As I understand it straight CPET does not show a deficit in ME. The two day findings have been portrayed as related to PEM but PEM is feeling ill as I understand it, so not an issue of ability to do muscle work.
As others have said, PEM is not merely a feeling of "malaise" and does include a reduced threshold of fatigability.
A straight CPET does not show a deficit as there is no baseline for comparison. The 2 day CPET provides a self-controlled baseline and shows earlier fatigability.
To be very clear, do you agree that if more motor units need to be recruited for the same force output on the day before, this necessarily is a reduced ability to do muscle work?
Let me ask you and other readers, what is the physiological relationship between the following parameters during a CPET (utilising EMG and MMG measurements)?
- MMG mean power frequency fatigue threshold. (the highest level of power that can be maintained, without a fatigue induced decrease in (mechanical) twitch frequency of the activated motor units - this is an estimate of the highest level of isometric torque that can be maintained, if cadence is constant)
- Gas Exchange Threshold (otherwise known as the first Ventilatory Threshold (VT1) - typically operationalised using the V-slope method, which notes the point of non linearity when VO2 is plotted against VCO2, but can also be operationalised by examining VE/VO2 and VE/VCO2 on the same graph).
- EMG amplitude fatigue threshold (estimate of the highest level of power that can be maintained without a fatigue induced increase in EMG amplitude)
- EMG mean power frequency fatigue threshold. (highest level of power that can be maintained without a fatigue induced decrease in EMG firing frequency)

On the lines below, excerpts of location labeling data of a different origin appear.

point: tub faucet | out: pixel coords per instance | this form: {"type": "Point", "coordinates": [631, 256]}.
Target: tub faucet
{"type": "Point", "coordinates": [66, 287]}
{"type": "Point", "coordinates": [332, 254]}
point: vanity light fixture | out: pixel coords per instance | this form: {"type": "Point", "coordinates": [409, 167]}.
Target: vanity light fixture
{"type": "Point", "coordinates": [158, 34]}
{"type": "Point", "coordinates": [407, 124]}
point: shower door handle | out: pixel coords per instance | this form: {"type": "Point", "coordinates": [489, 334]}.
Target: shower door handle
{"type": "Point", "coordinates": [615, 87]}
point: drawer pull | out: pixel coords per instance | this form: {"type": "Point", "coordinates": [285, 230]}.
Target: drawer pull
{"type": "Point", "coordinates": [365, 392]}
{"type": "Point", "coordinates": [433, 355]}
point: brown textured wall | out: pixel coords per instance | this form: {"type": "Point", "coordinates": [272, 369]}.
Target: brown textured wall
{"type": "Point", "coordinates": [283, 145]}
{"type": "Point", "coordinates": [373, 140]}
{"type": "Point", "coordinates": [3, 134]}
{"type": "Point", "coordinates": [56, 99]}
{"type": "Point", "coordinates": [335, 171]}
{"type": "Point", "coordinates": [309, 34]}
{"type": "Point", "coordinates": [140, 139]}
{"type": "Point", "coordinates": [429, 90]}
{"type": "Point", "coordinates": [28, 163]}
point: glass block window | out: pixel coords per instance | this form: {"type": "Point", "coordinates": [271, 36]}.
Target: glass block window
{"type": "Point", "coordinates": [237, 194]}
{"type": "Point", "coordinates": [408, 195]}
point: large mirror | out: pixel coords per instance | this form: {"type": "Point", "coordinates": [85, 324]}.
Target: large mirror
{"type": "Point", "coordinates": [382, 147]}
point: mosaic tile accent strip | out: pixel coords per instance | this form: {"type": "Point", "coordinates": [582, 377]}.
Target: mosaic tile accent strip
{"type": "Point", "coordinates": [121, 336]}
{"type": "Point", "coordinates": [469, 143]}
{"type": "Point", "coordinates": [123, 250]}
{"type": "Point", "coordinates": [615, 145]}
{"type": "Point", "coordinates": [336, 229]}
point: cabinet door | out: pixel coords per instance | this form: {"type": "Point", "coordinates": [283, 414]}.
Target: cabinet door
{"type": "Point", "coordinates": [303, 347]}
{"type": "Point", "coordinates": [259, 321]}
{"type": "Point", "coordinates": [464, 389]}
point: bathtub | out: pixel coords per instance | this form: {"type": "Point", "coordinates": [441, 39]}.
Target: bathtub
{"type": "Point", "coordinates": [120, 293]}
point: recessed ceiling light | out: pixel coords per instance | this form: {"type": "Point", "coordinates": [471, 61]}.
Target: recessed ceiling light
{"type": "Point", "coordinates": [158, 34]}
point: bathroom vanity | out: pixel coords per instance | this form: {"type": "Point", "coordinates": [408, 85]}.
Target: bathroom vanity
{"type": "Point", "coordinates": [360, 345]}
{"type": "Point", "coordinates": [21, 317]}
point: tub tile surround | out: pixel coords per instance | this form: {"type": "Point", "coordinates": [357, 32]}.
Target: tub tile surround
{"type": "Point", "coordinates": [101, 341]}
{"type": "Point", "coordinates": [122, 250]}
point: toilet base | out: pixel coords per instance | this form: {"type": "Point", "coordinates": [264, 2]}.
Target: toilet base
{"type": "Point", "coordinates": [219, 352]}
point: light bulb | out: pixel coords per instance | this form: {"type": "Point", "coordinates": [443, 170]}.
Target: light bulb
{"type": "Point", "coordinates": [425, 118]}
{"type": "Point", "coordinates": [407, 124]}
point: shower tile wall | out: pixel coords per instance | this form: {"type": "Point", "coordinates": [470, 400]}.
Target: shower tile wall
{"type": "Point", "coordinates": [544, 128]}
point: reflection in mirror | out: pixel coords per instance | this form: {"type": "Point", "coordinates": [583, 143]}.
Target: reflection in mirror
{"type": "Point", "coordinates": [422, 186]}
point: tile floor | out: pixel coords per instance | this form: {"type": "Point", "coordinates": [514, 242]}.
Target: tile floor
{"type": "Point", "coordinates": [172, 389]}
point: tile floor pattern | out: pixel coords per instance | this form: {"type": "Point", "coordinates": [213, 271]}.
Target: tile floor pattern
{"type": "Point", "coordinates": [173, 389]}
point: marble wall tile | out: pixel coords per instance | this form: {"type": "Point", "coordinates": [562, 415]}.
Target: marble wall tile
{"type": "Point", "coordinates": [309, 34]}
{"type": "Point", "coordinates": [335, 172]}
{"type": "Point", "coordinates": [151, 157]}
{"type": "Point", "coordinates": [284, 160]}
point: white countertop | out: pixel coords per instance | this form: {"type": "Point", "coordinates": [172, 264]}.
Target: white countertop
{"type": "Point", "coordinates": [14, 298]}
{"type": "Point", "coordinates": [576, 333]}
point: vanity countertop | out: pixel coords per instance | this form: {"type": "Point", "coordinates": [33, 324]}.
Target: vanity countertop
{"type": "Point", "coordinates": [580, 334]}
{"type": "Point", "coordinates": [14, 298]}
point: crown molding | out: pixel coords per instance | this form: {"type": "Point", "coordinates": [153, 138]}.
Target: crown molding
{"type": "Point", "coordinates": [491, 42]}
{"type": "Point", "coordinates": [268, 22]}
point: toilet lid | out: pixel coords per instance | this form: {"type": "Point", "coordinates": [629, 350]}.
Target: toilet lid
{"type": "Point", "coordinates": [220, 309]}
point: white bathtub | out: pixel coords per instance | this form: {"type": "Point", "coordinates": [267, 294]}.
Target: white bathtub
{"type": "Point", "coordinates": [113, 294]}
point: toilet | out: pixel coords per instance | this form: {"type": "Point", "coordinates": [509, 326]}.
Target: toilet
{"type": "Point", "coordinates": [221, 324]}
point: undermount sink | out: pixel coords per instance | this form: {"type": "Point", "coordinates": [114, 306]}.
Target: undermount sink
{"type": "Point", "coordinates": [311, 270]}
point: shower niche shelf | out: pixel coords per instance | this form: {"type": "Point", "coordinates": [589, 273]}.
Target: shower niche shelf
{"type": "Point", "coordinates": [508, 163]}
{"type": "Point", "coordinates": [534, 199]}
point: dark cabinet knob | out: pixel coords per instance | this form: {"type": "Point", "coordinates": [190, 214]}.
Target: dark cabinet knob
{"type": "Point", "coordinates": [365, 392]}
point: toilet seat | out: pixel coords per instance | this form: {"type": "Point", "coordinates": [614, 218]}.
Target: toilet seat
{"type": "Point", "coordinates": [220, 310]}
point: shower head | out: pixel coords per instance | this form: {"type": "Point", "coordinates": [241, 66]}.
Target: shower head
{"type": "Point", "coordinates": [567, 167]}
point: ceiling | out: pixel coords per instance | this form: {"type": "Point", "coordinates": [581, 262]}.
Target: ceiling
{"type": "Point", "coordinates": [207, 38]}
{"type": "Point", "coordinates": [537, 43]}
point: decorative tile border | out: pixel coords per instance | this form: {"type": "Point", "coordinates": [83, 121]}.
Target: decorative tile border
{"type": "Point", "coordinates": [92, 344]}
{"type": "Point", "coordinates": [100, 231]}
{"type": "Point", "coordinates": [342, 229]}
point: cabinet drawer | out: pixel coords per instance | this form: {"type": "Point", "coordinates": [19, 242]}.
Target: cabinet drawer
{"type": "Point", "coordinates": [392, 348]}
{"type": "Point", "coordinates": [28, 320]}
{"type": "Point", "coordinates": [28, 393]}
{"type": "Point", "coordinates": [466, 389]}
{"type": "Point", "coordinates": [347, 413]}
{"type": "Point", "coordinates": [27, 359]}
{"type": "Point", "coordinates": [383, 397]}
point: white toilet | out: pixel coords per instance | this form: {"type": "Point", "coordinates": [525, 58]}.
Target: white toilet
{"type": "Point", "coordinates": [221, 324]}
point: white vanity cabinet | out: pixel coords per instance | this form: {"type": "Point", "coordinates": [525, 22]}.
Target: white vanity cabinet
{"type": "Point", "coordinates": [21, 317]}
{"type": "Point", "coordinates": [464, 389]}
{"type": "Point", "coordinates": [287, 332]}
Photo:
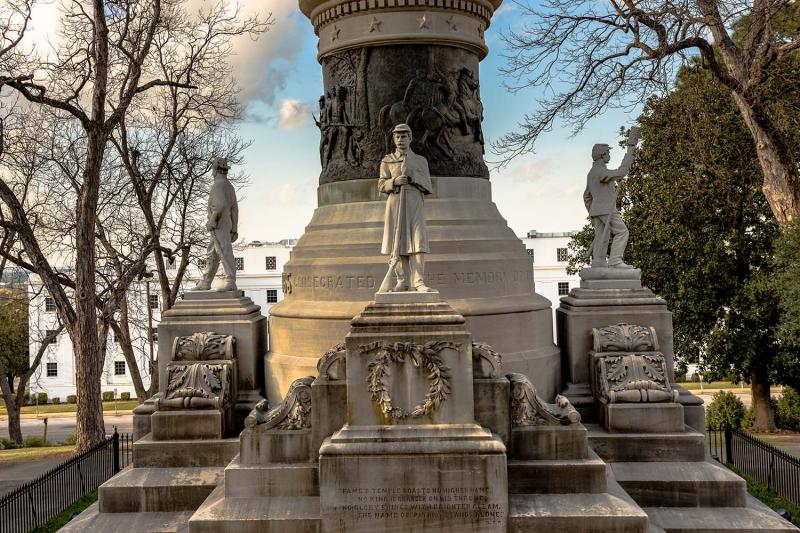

- Respiratory compensation point (otherwise known as the second Ventilatory threshold (VT2) - this is the point at which reduced pH of the blood or cerebrospinal fluid pH activates chemoreceptors, which stimulate the respiratory centre of the brain, leading to compensatory hyperventilation to help restore the pH balance. This is the point at which some participants may start to feel "out of breath" and typically occurs at 85%-90% of VO2Max. I will however note that many participants, unlike COPD patients (or highly trained athletes) never indicate a very high score on the Borg Dyspnoea scale even at VO2Max.)
Bonus points if you can explain the role of peripheral afferents.
Concluding remarks - understanding of exercise physiology is very interesting (and I'd argue, essential) if you wish to understand the relationship between the brain and the body.